Salgono sul palco e attaccano con uno dei loro cavalli di battaglia, “Wasted Life”, inno antimilitarista fra i più travolgenti di sempre: il pogo è servito. I quattro nordirlandesi sono in forma, Jack Burns è il frontman genuino ed appassionato di sempre, nonostante si avvicini alla sessantina; la sua voce non è ovviamente più quella graffiante del 1979, ma non ha perso un briciolo di pathos ed espressività. Il gruppo orchestra il suo travolgente ed inconfondibile mix di punk77, power-pop, reggae/dub: ferocia, melodia e versatilità ritmica in una miscela che non disperde un briciolo di immediatezza. Il primo highlight è probabilmente “Doesn’t make it all right”, classico degli Specials, riletto dai Fingers come solo loro sanno fare: il sing-along della folla accompagna quello che resta uno dei momenti più euforici del concerto. La band ci tiene ovviamente anche a proporre brani più recenti, alcuni dall’ultimo album: colpisce il momento in cui Burns dichiara di avere composto una di queste canzoni dopo essere uscito da un lungo periodo di depressione.

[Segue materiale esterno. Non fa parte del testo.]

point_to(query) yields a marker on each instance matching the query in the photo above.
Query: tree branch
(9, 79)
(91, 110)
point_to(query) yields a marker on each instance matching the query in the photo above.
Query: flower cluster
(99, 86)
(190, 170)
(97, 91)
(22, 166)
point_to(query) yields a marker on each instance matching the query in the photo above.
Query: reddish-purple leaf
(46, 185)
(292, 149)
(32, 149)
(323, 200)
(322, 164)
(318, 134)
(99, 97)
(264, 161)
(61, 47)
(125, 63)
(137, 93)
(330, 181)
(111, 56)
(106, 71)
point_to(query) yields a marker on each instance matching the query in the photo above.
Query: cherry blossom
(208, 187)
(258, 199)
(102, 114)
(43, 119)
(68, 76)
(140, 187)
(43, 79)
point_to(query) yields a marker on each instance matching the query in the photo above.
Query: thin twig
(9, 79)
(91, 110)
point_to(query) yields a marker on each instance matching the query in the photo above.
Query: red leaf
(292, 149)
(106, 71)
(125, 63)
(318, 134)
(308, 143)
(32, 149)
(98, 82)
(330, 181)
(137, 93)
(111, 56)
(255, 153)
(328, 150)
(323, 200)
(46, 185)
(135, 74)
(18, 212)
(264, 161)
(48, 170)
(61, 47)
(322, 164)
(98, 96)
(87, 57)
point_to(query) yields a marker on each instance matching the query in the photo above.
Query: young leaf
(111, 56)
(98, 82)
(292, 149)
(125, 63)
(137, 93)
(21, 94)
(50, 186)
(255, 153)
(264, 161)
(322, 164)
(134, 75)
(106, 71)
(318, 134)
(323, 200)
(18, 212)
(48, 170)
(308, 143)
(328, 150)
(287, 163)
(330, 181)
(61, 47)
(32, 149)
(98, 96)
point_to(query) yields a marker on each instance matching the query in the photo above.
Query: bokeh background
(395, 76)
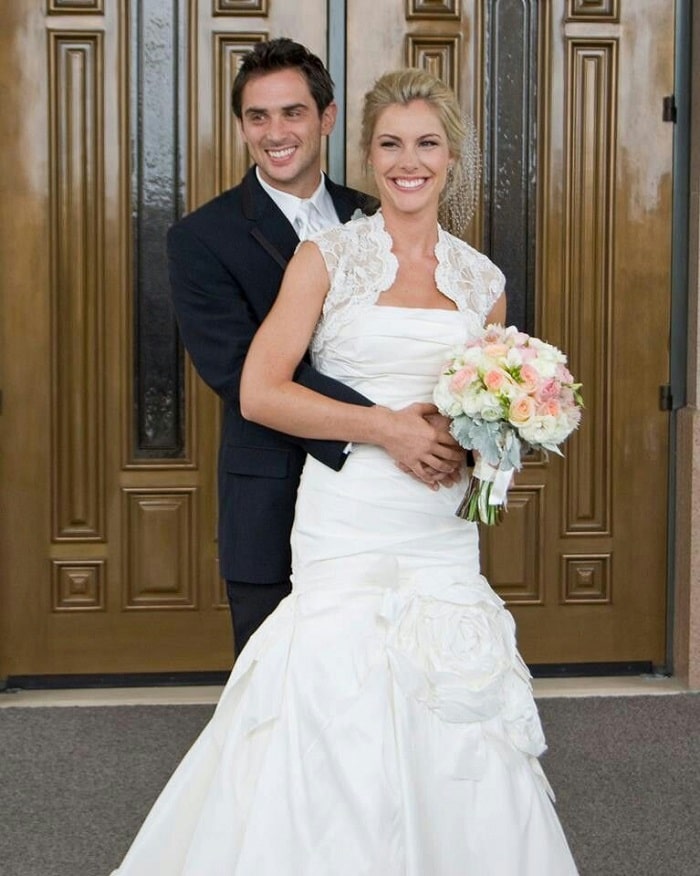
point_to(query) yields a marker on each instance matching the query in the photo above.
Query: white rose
(445, 400)
(452, 657)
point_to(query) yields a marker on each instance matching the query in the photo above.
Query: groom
(226, 264)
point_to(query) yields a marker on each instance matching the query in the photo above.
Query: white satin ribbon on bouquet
(500, 478)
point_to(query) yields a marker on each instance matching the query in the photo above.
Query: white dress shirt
(306, 215)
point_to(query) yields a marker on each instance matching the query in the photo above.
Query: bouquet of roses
(506, 392)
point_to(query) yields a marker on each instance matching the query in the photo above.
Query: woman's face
(409, 156)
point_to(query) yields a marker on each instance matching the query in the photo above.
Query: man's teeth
(281, 153)
(409, 183)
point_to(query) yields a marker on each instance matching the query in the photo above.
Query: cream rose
(521, 411)
(453, 657)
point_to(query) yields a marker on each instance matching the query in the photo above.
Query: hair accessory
(460, 195)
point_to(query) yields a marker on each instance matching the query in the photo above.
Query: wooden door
(117, 118)
(568, 98)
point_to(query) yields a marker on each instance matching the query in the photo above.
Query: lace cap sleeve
(467, 276)
(360, 267)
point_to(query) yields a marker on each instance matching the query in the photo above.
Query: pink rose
(529, 378)
(462, 378)
(548, 390)
(521, 411)
(549, 408)
(495, 379)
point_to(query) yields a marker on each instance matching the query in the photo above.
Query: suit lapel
(270, 227)
(347, 201)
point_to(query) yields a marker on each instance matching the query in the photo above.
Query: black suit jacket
(226, 262)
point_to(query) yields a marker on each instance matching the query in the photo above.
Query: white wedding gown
(381, 721)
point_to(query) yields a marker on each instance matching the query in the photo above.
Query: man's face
(281, 125)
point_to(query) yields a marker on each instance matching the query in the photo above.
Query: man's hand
(419, 441)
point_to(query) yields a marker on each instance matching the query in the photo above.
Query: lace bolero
(361, 266)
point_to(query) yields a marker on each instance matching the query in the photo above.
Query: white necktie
(308, 220)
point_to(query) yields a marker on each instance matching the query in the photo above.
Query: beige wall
(687, 594)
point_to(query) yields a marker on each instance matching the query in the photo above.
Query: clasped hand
(421, 445)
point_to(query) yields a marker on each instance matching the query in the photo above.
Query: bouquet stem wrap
(487, 494)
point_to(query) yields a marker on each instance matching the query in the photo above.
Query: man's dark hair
(283, 54)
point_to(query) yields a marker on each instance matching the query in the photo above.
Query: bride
(381, 721)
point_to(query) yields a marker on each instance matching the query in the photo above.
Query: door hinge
(670, 110)
(665, 397)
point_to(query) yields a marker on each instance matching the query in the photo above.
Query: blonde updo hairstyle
(403, 87)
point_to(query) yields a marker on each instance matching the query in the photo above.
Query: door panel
(107, 474)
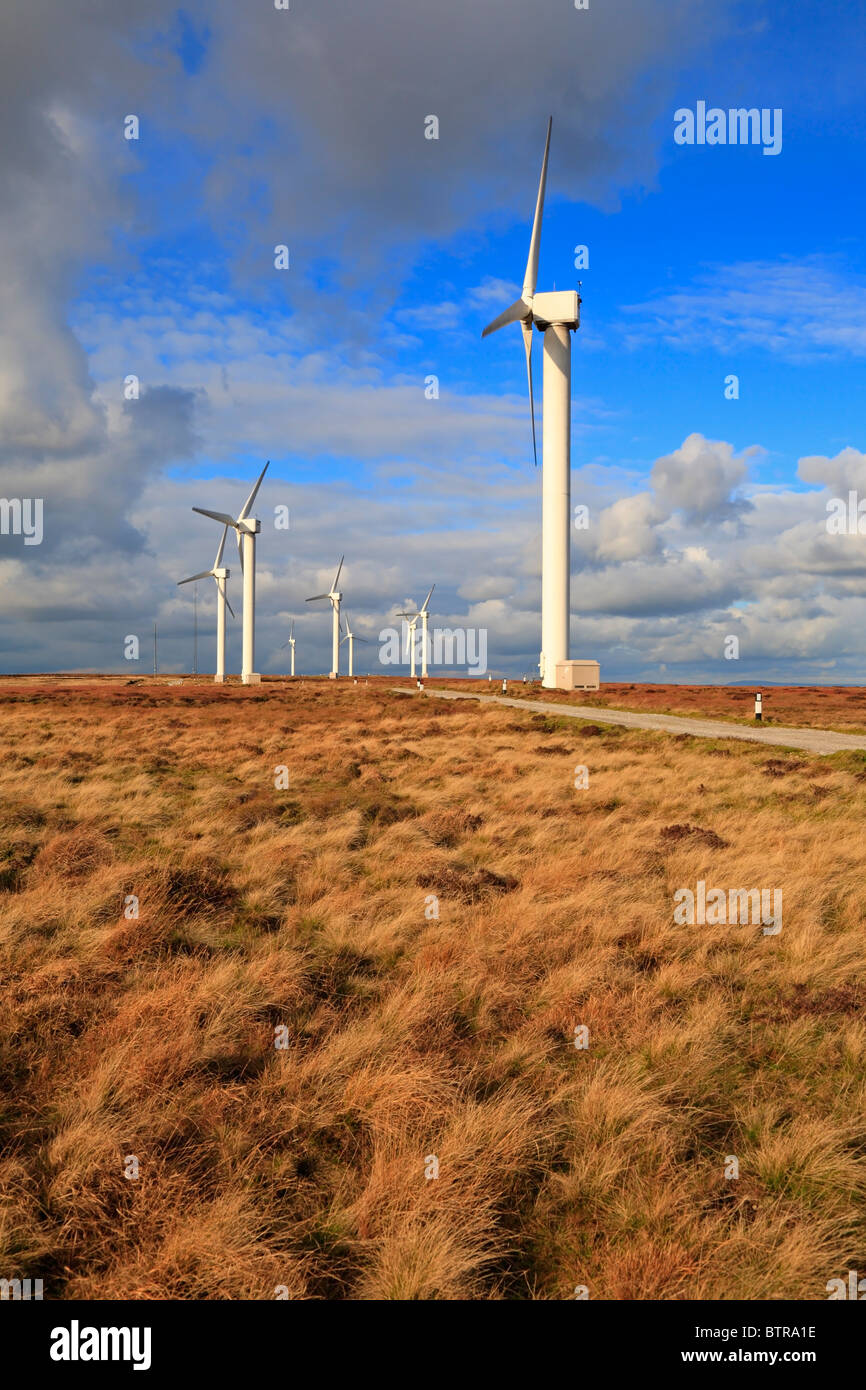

Fra gli evergreen invece scorrono ovviamente, una dietro l’altra, la devastante “Suspect Device”, la filastrocca “Roots Radicals…”, la grintosa “Nobody’s Hero”, l’incontenibile “Tin Soldiers” (altro momento da brividi: “At the age of 17…”). E c’è pure spazio per “Barbed Wire Love”, la loro spiritosa love-song, dal primo album, clamorosamente sfanculata da due fans (???) che non la conoscevano (!!!) e che chiedevano di proporre qualche canzone vecchia (???!!!). Come si dice in questi casi: statevene a casa, va là.

La band esce di scena, mentre io ed altri chiediamo a squarciagola “Gotta getaway” e “Alternative Ulster”. Il buon extro91 invece opta per una più generica e disimpegnata raffica di madonne (di gioia ovviamente). Parte il bis: niente “Gotta getaway”, al suo posto l’allegrotta “At the edge”. E infine, ovviamente, “Alternative Ulster”.

Gioia immensa, delirio. Ma proprio pochi secondi dopo il “nothing for us in Belfast…”, si consuma il dramma. Da fermo (quasi), senza pogare, senza essere urtato, mi partono gli occhiali. Cadono, non so dove. Parte la ricerca spasmodica, aiutato dalla sola luce del cellulare. Intravvedo dei riflessi luminosi, ma sono solo i bicchieri di plastica lasciati cadere per terra. Mi alzo, e una tipa (con gli occhiali) mi chiede: cosa hai perso? “Gli occhiali, ostiaaaaa! Gli occhiali!!!”. La vera tragedia consiste nel fatto che l’ultima parte di “Alternative Ulster”, quando dice “They say eccetera…”, è a mio parere il momento più alto e più intenso di tutta la loro carriera. E quindi mi sono ritrovato, schizofrenicamente, a cantare quel pezzo mentre cercavo disperatamente gli occhiali. Ritrovati, intatti, giusto in tempo per il ritornello finale.

The show is over… Pubblico fantastico (niente hipsters, una volta tanto!), un mix di giovani e veterani, solo nomi e loghi di band anni 70/80 su maglie, cappelli e giacche: UK Subs, New Model Army, Siouxsie etc…Menzione speciale per una figona irlandese di almeno 1.85 metri.